The next section will examine each method in greater depth.
___

Cohen, Dan. ["Searching for the Victorians."](http://dancohen.org/2010/10/04/searching-for-the-victorians/). (2010).

Posner, Miriam. ["Humanities Data: A Necessary Contradiction"](https://miriamposner.com/blog/humanities-data-a-necessary-contradiction/). (2015).

Scheinfeldt, Tom. ["Sunset for Ideology, Sunrise for Methodology?"](http://foundhistory.org/2008/03/sunset-for-ideology-sunrise-for-methodology/). (2008).

Underwood, Ted. [*Distant Horizons: Digital Evidence and Literary Change*](https://www.press.uchicago.edu/ucp/books/book/chicago/D/bo35853783.html). (2019).

# Text Mining Methods by Scholarly Question

  * What's it about
    * Word Frequency
    * Collocation
    * Topic Analysis
    * TF-IDF
  * How are they connected?
    * Collocation
    * Network Analysis
  * How does it feel?
    * Sentiment Analysis
  * What names are in here?
    * Named Entity Recognition
  * How are they similar?
    * Authorship Attribution
    * Clustering
    * Supervised Machine Learning


## What's it about?

The most common reason to use text analysis is to summarize and/or describe the content of a collection of texts, also known as a [corpus](./key-terms.ipynb#corpus).
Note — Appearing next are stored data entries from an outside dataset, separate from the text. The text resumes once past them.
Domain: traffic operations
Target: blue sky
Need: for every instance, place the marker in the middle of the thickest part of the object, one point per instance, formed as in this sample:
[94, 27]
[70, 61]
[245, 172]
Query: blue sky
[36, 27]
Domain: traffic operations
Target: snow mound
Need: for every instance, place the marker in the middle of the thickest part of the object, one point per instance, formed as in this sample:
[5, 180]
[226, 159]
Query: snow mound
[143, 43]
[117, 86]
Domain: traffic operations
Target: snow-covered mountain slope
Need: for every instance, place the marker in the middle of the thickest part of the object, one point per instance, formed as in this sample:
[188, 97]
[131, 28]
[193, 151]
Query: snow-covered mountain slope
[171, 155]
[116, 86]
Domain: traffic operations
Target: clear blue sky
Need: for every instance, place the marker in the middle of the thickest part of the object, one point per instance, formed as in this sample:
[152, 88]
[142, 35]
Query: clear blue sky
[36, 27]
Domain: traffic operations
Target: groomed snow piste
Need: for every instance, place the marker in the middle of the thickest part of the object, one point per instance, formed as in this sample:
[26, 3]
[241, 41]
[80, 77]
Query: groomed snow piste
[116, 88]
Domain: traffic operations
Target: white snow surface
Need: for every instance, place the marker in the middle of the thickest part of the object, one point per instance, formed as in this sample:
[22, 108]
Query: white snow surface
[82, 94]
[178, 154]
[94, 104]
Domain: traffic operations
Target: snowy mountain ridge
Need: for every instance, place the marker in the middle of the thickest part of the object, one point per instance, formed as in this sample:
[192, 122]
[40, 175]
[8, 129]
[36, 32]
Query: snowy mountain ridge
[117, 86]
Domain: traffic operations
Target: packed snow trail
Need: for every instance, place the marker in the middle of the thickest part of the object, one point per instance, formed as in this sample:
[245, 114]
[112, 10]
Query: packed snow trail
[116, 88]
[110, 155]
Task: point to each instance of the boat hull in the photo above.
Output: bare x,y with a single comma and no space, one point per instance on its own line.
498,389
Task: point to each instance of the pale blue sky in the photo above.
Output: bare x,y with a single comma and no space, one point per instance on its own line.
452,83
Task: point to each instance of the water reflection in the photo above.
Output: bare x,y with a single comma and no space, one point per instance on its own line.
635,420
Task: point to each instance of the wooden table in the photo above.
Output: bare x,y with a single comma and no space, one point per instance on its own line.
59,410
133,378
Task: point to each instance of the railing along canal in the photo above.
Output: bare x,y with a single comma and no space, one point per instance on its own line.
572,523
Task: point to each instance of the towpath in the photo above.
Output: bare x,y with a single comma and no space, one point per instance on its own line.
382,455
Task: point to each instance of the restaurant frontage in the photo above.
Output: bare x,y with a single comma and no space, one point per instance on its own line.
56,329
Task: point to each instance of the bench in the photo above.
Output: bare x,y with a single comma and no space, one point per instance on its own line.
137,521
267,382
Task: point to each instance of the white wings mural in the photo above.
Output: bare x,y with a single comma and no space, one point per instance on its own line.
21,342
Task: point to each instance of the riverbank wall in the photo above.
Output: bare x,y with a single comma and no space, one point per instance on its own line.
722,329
The following methods can help researchers by:

* Giving a broad overview of topics, themes, and language
* Locating and ranking the significance of particular words and phrases
* Discovering language in each document surrounding particular topics

These methods are useful at getting a quick, high-level view of a large variety of materials. Assuming your dataset is ready to analyze (like those created by [JSTOR's Digital Scholar Workbench](https://tdm-pilot.org)), these methods can be executed easily with text analysis software and require little or no coding expertise. 



### Word Frequency
<a id ="wf-method"></a>

The [Word Frequency](./key-terms.ipynb#word-frequency) method counts the number of occurrences of individual words within a particular text. Each document is described as a set of words and their counts. [Word Frequency](./key-terms.ipynb#word-frequency) uses a [bag of words](./key-terms.ipynb#bag-of-words) model where the order of words is not significant. Just as the letters of a Scrabble game are tossed into a bag without order, word frequency merely records the number of occurences with no regard to where a particular word occurs within a document. 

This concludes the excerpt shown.